Moody’s Investors Service may upgrade some $237 billion of CLOs as a result of a change in its ratings methodology.
The rating agency said today it has placed 4220 tranches from 782 CLOs that are currently rated 'Aa1' and below on review for a possible upgrade. The total current outstanding balance of the tranches is $237 billion, or approximately 80% of all outstanding cash flow CLO tranches.
The magnitude of the potential upgrades ranges from one to three notches for the most senior tranches and from one to five notches for mezzanine and junior tranches.
The review is a result of changes in Moody's methodology for rating CLOs. Most notably, it has removed a 30% default probability stress that it put in place in February 2009 in response to the extraordinary disruption in the capital markets following the collapse of Lehman Brothers.
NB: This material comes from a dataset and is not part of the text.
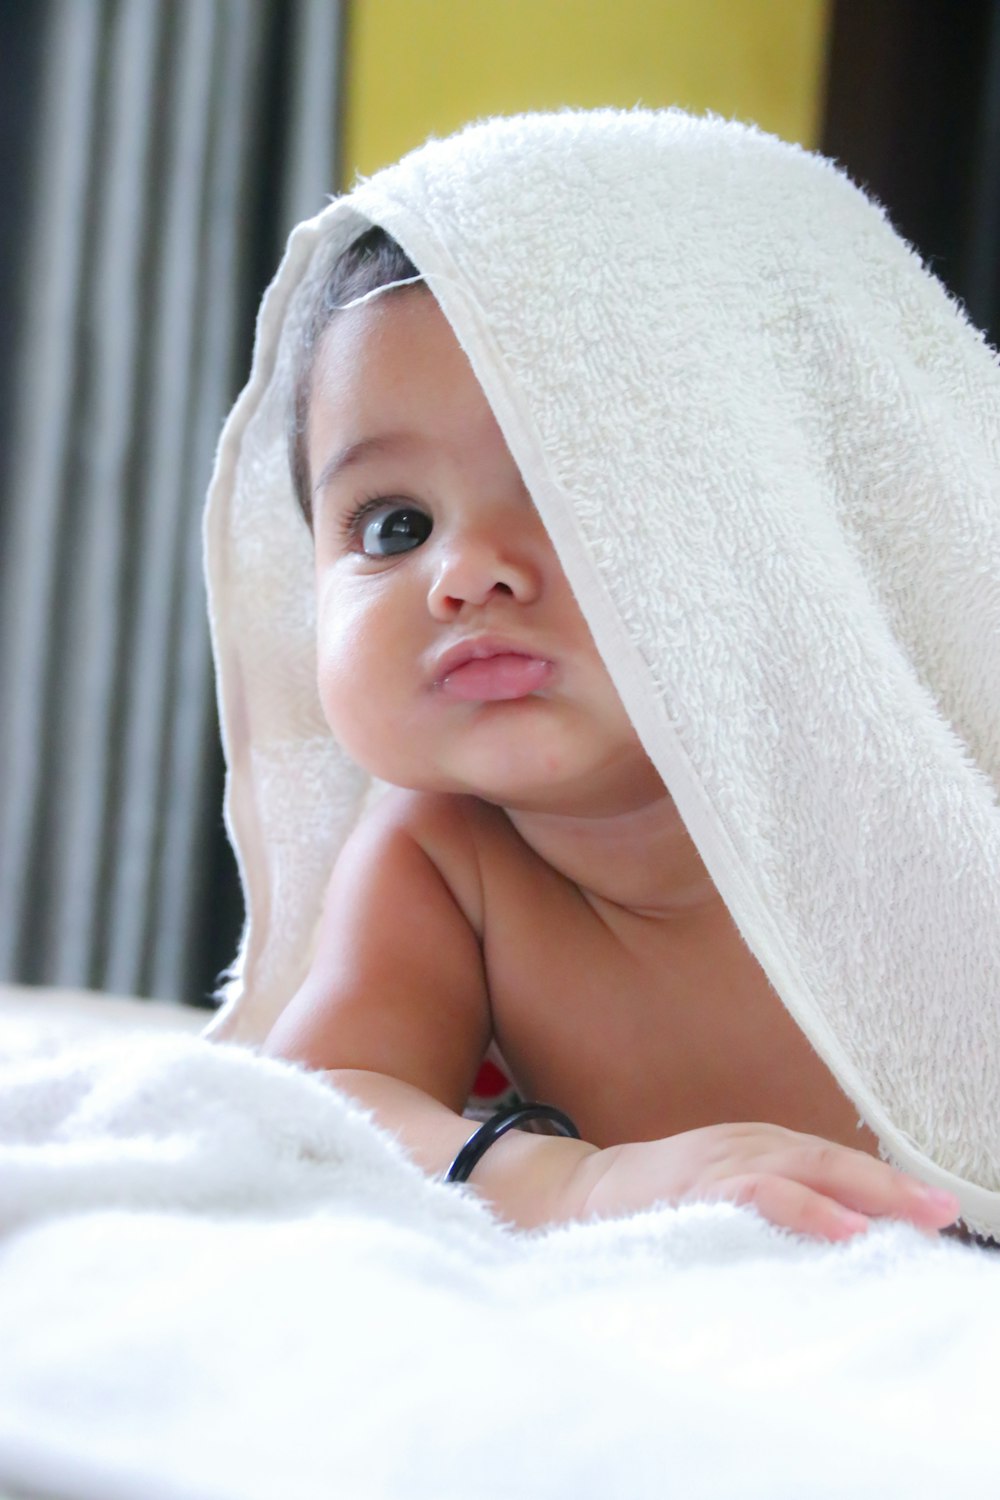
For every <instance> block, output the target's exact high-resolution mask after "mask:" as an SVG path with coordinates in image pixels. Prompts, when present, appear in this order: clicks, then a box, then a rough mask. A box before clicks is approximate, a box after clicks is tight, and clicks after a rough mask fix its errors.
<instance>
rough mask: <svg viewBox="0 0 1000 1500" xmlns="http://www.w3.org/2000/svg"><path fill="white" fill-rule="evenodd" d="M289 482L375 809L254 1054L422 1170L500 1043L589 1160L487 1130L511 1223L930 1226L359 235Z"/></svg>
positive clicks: (931, 1221) (328, 637) (463, 1119)
mask: <svg viewBox="0 0 1000 1500" xmlns="http://www.w3.org/2000/svg"><path fill="white" fill-rule="evenodd" d="M400 282H402V284H403V285H397V284H400ZM292 469H294V477H295V484H297V492H298V499H300V504H301V507H303V511H304V516H306V519H307V522H309V525H310V528H312V532H313V540H315V579H316V604H318V672H319V697H321V702H322V708H324V712H325V717H327V720H328V724H330V727H331V730H333V733H334V735H336V738H337V739H339V742H340V744H342V745H343V747H345V748H346V751H348V753H349V754H351V756H352V757H354V759H355V760H357V762H358V763H360V765H361V766H364V768H366V769H367V771H370V772H372V774H373V775H376V777H379V778H382V780H384V781H388V783H391V784H390V789H388V792H385V795H384V796H382V798H381V799H379V801H378V802H376V804H375V807H373V810H372V811H370V813H369V814H367V817H366V819H363V822H361V823H360V825H358V826H357V829H355V831H354V834H352V835H351V837H349V838H348V841H346V844H345V847H343V849H342V852H340V855H339V858H337V862H336V867H334V870H333V877H331V882H330V888H328V895H327V903H325V910H324V916H322V922H321V930H319V941H318V948H316V954H315V960H313V963H312V969H310V972H309V977H307V980H306V981H304V984H303V986H301V987H300V990H298V993H297V995H295V996H294V998H292V1001H291V1004H289V1005H288V1007H286V1010H285V1013H283V1014H282V1016H280V1019H279V1022H277V1025H276V1026H274V1028H273V1031H271V1034H270V1037H268V1040H267V1044H265V1047H267V1050H268V1052H270V1053H273V1055H277V1056H285V1058H292V1059H298V1061H301V1062H304V1064H306V1065H309V1067H312V1068H318V1070H324V1071H327V1073H328V1076H330V1079H331V1082H333V1083H334V1085H336V1086H337V1088H340V1089H343V1091H346V1092H348V1094H351V1095H352V1097H355V1098H357V1100H358V1101H361V1103H363V1104H364V1106H367V1107H369V1109H372V1110H373V1113H375V1115H376V1118H378V1119H379V1122H381V1124H382V1125H384V1127H385V1128H388V1130H390V1131H393V1133H394V1134H396V1136H397V1137H399V1139H400V1140H402V1142H403V1145H405V1146H406V1149H408V1151H409V1152H411V1155H412V1157H414V1160H415V1161H417V1163H418V1164H420V1166H421V1167H423V1169H424V1170H426V1172H429V1173H442V1172H445V1170H447V1167H448V1164H450V1163H451V1161H453V1158H454V1157H456V1155H457V1152H459V1151H460V1149H462V1146H463V1145H465V1142H466V1140H468V1139H469V1136H471V1133H472V1130H474V1125H472V1124H471V1122H469V1121H468V1119H465V1118H463V1116H462V1110H463V1109H465V1106H466V1101H468V1097H469V1092H471V1088H472V1083H474V1079H475V1074H477V1071H478V1067H480V1064H481V1061H483V1058H484V1055H486V1052H487V1049H489V1046H490V1043H495V1044H496V1046H498V1049H499V1052H501V1055H502V1058H504V1061H505V1064H507V1067H508V1070H510V1073H511V1076H513V1079H514V1083H516V1086H517V1089H519V1092H520V1094H522V1095H525V1097H528V1098H532V1100H543V1101H546V1103H549V1104H553V1106H556V1107H558V1109H561V1110H564V1112H565V1113H567V1115H568V1116H570V1118H571V1119H573V1121H574V1122H576V1125H577V1127H579V1131H580V1137H582V1139H579V1140H574V1139H565V1137H553V1136H540V1134H528V1133H525V1131H510V1133H507V1134H504V1136H502V1137H501V1139H499V1140H496V1143H495V1145H493V1146H492V1148H490V1149H489V1151H487V1152H486V1154H484V1155H483V1158H481V1160H480V1161H478V1164H477V1166H475V1169H474V1172H472V1175H471V1179H469V1181H471V1184H472V1185H474V1187H475V1188H477V1190H478V1193H480V1194H481V1196H483V1197H484V1199H486V1200H487V1202H489V1203H490V1205H492V1206H493V1208H495V1211H496V1212H498V1214H499V1215H501V1217H502V1218H505V1220H508V1221H511V1223H514V1224H519V1226H523V1227H531V1226H540V1224H550V1223H561V1221H567V1220H580V1218H589V1217H594V1215H598V1217H609V1215H616V1214H625V1212H630V1211H634V1209H640V1208H643V1206H646V1205H651V1203H654V1202H666V1203H679V1202H682V1200H685V1199H693V1197H697V1199H724V1200H729V1202H732V1203H750V1205H754V1206H756V1209H757V1211H759V1212H760V1214H762V1215H763V1217H765V1218H768V1220H769V1221H772V1223H774V1224H778V1226H784V1227H786V1229H790V1230H796V1232H801V1233H808V1235H814V1236H819V1238H822V1239H831V1241H837V1239H846V1238H849V1236H852V1235H855V1233H858V1232H862V1230H864V1229H865V1227H867V1224H868V1221H870V1218H873V1217H895V1218H906V1220H910V1221H912V1223H915V1224H918V1226H921V1227H924V1229H928V1230H936V1229H942V1227H943V1226H946V1224H949V1223H952V1220H954V1218H955V1217H957V1212H958V1203H957V1200H955V1199H954V1197H952V1196H951V1194H948V1193H940V1191H936V1190H930V1188H927V1187H924V1185H922V1184H919V1182H918V1181H916V1179H913V1178H910V1176H907V1175H904V1173H901V1172H897V1170H894V1169H892V1167H889V1166H888V1164H885V1163H883V1161H880V1160H879V1155H877V1143H876V1140H874V1137H873V1136H871V1134H870V1133H868V1131H867V1130H864V1128H859V1127H858V1118H856V1110H855V1107H853V1106H852V1103H850V1100H849V1098H847V1097H846V1095H844V1094H843V1092H841V1089H840V1086H838V1085H837V1082H835V1080H834V1077H832V1076H831V1074H829V1071H828V1068H826V1067H825V1064H823V1062H822V1061H820V1058H819V1056H817V1055H816V1053H814V1050H813V1049H811V1046H810V1044H808V1041H807V1040H805V1037H804V1034H802V1032H801V1031H799V1028H798V1026H796V1023H795V1022H793V1020H792V1017H790V1016H789V1013H787V1010H786V1008H784V1005H783V1004H781V1001H780V999H778V996H777V995H775V992H774V990H772V987H771V986H769V983H768V980H766V977H765V974H763V971H762V968H760V966H759V963H757V962H756V959H754V956H753V954H751V951H750V950H748V948H747V945H745V944H744V941H742V939H741V936H739V933H738V930H736V927H735V924H733V919H732V916H730V915H729V912H727V909H726V904H724V903H723V900H721V897H720V894H718V891H717V889H715V886H714V883H712V880H711V877H709V874H708V871H706V867H705V864H703V861H702V858H700V856H699V852H697V849H696V846H694V843H693V841H691V838H690V835H688V832H687V829H685V826H684V823H682V820H681V817H679V814H678V810H676V807H675V804H673V801H672V798H670V795H669V792H667V789H666V786H664V784H663V780H661V778H660V775H658V774H657V771H655V768H654V765H652V763H651V760H649V757H648V756H646V753H645V751H643V747H642V744H640V742H639V739H637V736H636V732H634V729H633V724H631V721H630V718H628V715H627V714H625V711H624V708H622V703H621V700H619V697H618V693H616V690H615V687H613V684H612V679H610V676H609V672H607V669H606V667H604V664H603V661H601V658H600V655H598V652H597V649H595V645H594V642H592V637H591V633H589V630H588V625H586V622H585V619H583V615H582V613H580V609H579V606H577V603H576V600H574V595H573V592H571V589H570V585H568V582H567V579H565V576H564V571H562V568H561V565H559V561H558V558H556V553H555V550H553V546H552V541H550V540H549V535H547V532H546V529H544V526H543V522H541V519H540V516H538V513H537V510H535V507H534V504H532V499H531V495H529V493H528V490H526V487H525V484H523V481H522V477H520V474H519V469H517V466H516V463H514V460H513V458H511V455H510V452H508V449H507V446H505V441H504V438H502V435H501V431H499V428H498V425H496V420H495V417H493V413H492V410H490V407H489V404H487V401H486V398H484V395H483V392H481V389H480V386H478V383H477V380H475V377H474V374H472V369H471V366H469V363H468V360H466V357H465V354H463V351H462V350H460V347H459V344H457V341H456V338H454V335H453V332H451V329H450V324H448V323H447V320H445V317H444V314H442V312H441V309H439V306H438V303H436V302H435V299H433V296H432V294H430V291H429V290H427V288H426V287H424V285H423V282H421V281H420V278H418V273H417V270H415V267H414V266H412V264H411V263H409V261H408V260H406V257H405V255H403V252H402V249H400V248H399V246H397V245H396V243H394V242H393V240H391V239H390V237H388V236H387V234H385V231H382V229H370V231H367V233H366V234H363V236H361V239H358V240H355V243H354V245H352V246H351V248H349V249H348V251H346V252H345V254H343V255H342V257H340V260H339V261H337V264H336V266H334V269H333V273H331V278H330V281H328V284H327V287H325V288H324V296H322V300H321V303H319V306H318V309H316V315H315V321H313V327H312V332H310V335H309V338H307V341H306V344H304V347H303V354H301V368H300V371H298V378H297V387H295V423H294V434H292ZM742 1122H748V1124H742Z"/></svg>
“With credit conditions relatively more stable now and default rates low for corporate credits, Moody's will both remove the temporary stress and institute methodology adjustments, reflecting a review of historical default rates that includes the experience from the recent credit crisis," the rating agency said in a statement.
Other changes to the ratings model include a recalibration of the default probability and recovery rate assumptions in order to reduce the likelihood of future rating volatility resulting from assumption changes.
Moody’s new methodology lowers the level of credit enhancement that it deems necessary for a CLO tranche to achieve a specific rating. However, these levels will generally still be above those in effect prior to the financial crisis.
The rating agency expects to complete its review within six months.
It said the potential upgrades will be in addition to any rating actions taken recently as a result of improvement in the performance of the pools of loans backing the CLOs.
Because CLOs managers generally buy and sell assets used as collateral, rather than originate loans. The kinds of loans they can buy, and the covenants that these loans must be subject to, are spelled out in the CLO indenture. For this reason, Moody’s modeling of CLOs is generally based on assumptions derived from the transaction covenants, rather than the CLO’s current portfolio. However, if a CLO is structured to have a static pool of collateral, or it no longer permits reinvestment, Moody’s modeling will instead reflect the characteristics of the actual collateral pool.
An earlier version of this story incorrectly stated that the review affected tranches from 611 deals; the correct figure is 782 deals — 611 of which are U.S. deals.